I beg to move amendment 27, in clause 75, page 46, line 18, at end insert—

‘(e) require the YPLA to support the successful establishment of Academy sixth forms.’.

The amendment reflects the concern of academy principals and sponsors that the new arrangements for funding established under the Bill might result in discrimination against academies that want to establish sixth forms. In a letter to the Minister from the Independent Academies Association, Mike Butler, the chairman of the IAA, wrote:

“Given the force of numbers likely to be brought to bear in many debates regarding post-16 commissioning, particularly where the commissioning power rests with groups of local authorities, and/or there is a strong FE sector contingent, there is genuine anxiety that academy sixth forms will lose out. Despite verbal assurances, there appears to be nothing in part 3, chapter 4 of the Bill that would suggest that the YPLA can safeguard an academy’s post-16 funding should local agreements be to its detriment.”

He goes on to say that

“the presumption for academy sixth forms is based on a sound rationale, namely that of raising student aspirations and being able to recruit the best teachers. New academy sixth forms need time to build up, and are critical to developing academic work throughout the academy, and thus to raising community aspirations and contributing to regeneration and community cohesion.”
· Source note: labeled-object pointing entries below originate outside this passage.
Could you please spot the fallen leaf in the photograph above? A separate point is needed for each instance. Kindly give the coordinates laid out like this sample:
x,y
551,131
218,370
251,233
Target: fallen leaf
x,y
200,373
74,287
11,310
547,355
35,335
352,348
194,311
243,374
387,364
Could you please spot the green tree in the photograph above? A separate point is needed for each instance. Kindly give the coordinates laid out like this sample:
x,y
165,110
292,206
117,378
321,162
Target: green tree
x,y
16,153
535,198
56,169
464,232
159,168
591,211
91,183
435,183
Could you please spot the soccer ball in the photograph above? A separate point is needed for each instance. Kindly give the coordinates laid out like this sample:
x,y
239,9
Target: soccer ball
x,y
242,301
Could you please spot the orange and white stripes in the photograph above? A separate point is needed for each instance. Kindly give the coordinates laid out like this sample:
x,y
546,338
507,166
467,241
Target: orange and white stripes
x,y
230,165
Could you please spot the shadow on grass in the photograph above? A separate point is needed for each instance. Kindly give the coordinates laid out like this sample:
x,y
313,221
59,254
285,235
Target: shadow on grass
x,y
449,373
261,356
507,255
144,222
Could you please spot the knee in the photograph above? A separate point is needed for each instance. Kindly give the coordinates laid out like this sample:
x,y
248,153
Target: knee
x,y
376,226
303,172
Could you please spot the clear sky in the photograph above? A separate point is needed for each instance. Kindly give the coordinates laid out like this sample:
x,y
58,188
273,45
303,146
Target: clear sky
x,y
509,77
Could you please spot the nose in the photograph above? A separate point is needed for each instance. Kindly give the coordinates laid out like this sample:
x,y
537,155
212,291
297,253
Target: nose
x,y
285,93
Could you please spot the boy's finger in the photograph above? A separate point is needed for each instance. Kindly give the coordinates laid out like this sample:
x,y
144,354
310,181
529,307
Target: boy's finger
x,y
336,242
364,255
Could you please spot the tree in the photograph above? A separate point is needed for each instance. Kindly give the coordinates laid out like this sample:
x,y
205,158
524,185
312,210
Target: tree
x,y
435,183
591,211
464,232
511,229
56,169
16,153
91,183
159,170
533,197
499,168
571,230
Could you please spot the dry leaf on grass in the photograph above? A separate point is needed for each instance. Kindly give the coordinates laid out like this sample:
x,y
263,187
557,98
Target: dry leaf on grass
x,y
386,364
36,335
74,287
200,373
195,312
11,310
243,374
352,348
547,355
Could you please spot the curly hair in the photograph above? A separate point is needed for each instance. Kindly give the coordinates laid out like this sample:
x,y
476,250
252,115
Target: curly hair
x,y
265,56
The amendment seeks to give legislative backing to those verbal assurances, by requiring the YPLA to support academies at which to establish sixth forms. That support should be forthcoming notwithstanding other sixth-form provision in the area. Choice and competition as a lever to force up standards can work only if new providers are given the freedom to establish schools, without restrictions based on the number of surplus places that already exist.

The areas with the most surplus places are where there is greatest need for new providers to establish the type and quality of education demanded by those very parents who are avoiding the schools with the spare capacity, whether that be sixth form or secondary education more generally. If the Minister believes in choice and diversity provision, he should have no problem in supporting the amendment.